We came home one night and found a single couch that resembled neither hers nor mine sitting in the living room. Its cushions were plump and the frame was strong and smelled the room up like balsam. We laughed together. We shrugged. We hopped onto the cushions and bounced. It was a keeper. Comfortable. We rolled back and forth on the couch, shed our clothes, fucked on the new cushions— something she really wanted to do. She called it christening the thing.
The next morning our plates and glasses and televisions also transformed into new, single-set replacements. The plates her mother bought her disappeared. My plastic stolen cafeteria cups were gone. In their place we had solid off-white dinnerware. All matching. And then it was the computers, the bed, our clothing, etc. We could wear any of the pants. No jeans stood out as hers or mine. The scattered photographs, which we never did clean up, appeared in crinkling new photo albums, chronologically ordered, our childhood paths completely merged. The stories we told while flipping the photo albums’ pages now involved each other. At this we glowed. She clawed my skin and I rubbed my nose in her hair.

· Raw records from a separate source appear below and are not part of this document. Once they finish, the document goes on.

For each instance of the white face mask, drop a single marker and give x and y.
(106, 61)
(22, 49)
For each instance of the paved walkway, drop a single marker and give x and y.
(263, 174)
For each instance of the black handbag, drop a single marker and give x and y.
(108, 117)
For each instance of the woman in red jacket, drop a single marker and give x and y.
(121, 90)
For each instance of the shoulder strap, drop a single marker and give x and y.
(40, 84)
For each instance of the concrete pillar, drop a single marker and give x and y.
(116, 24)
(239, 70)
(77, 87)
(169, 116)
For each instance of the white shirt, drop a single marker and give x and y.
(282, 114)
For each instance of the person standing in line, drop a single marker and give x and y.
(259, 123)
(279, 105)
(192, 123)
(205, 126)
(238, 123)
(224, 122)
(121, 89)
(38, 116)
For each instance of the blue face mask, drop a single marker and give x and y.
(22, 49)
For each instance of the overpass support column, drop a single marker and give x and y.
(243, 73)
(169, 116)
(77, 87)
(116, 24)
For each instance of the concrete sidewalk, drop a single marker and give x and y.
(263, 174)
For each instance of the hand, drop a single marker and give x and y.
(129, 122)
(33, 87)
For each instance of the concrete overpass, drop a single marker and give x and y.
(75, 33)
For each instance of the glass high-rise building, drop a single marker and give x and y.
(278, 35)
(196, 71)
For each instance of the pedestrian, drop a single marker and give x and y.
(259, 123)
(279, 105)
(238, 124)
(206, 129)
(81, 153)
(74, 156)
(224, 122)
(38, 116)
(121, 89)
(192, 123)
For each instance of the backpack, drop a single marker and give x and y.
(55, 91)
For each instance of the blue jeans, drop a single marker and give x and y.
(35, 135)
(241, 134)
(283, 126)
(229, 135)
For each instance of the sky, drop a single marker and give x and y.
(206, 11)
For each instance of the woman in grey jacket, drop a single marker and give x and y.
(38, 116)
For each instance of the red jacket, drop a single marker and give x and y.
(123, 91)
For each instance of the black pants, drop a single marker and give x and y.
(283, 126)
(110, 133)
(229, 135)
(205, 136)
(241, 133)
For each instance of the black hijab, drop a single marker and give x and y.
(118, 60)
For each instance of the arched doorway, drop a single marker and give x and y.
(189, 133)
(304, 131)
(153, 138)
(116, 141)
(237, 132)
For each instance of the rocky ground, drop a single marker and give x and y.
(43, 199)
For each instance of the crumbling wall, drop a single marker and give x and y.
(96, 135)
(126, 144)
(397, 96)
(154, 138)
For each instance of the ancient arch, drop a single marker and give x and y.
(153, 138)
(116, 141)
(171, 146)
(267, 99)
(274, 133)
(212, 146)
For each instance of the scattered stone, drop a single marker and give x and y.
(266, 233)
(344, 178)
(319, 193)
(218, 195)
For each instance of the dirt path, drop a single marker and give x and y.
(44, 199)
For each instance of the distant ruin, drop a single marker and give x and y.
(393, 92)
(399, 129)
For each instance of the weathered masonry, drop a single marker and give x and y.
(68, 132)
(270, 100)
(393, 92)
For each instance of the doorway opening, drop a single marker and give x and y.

We stared at each other’s eyes with rabid adoration.
Then our hair started to tangle nightly. At first it was only strands from our heads, but soon the patches either of us typically shaved—face, leg, pubic, and armpit hair—grew aggressively overnight and twined. In the morning we had to pull our bodies apart slowly and comb out the snarled lengths. We bought fine combs for these mornings alone. I’d help her re-shave. She’d help me. We were sometimes late for school and work.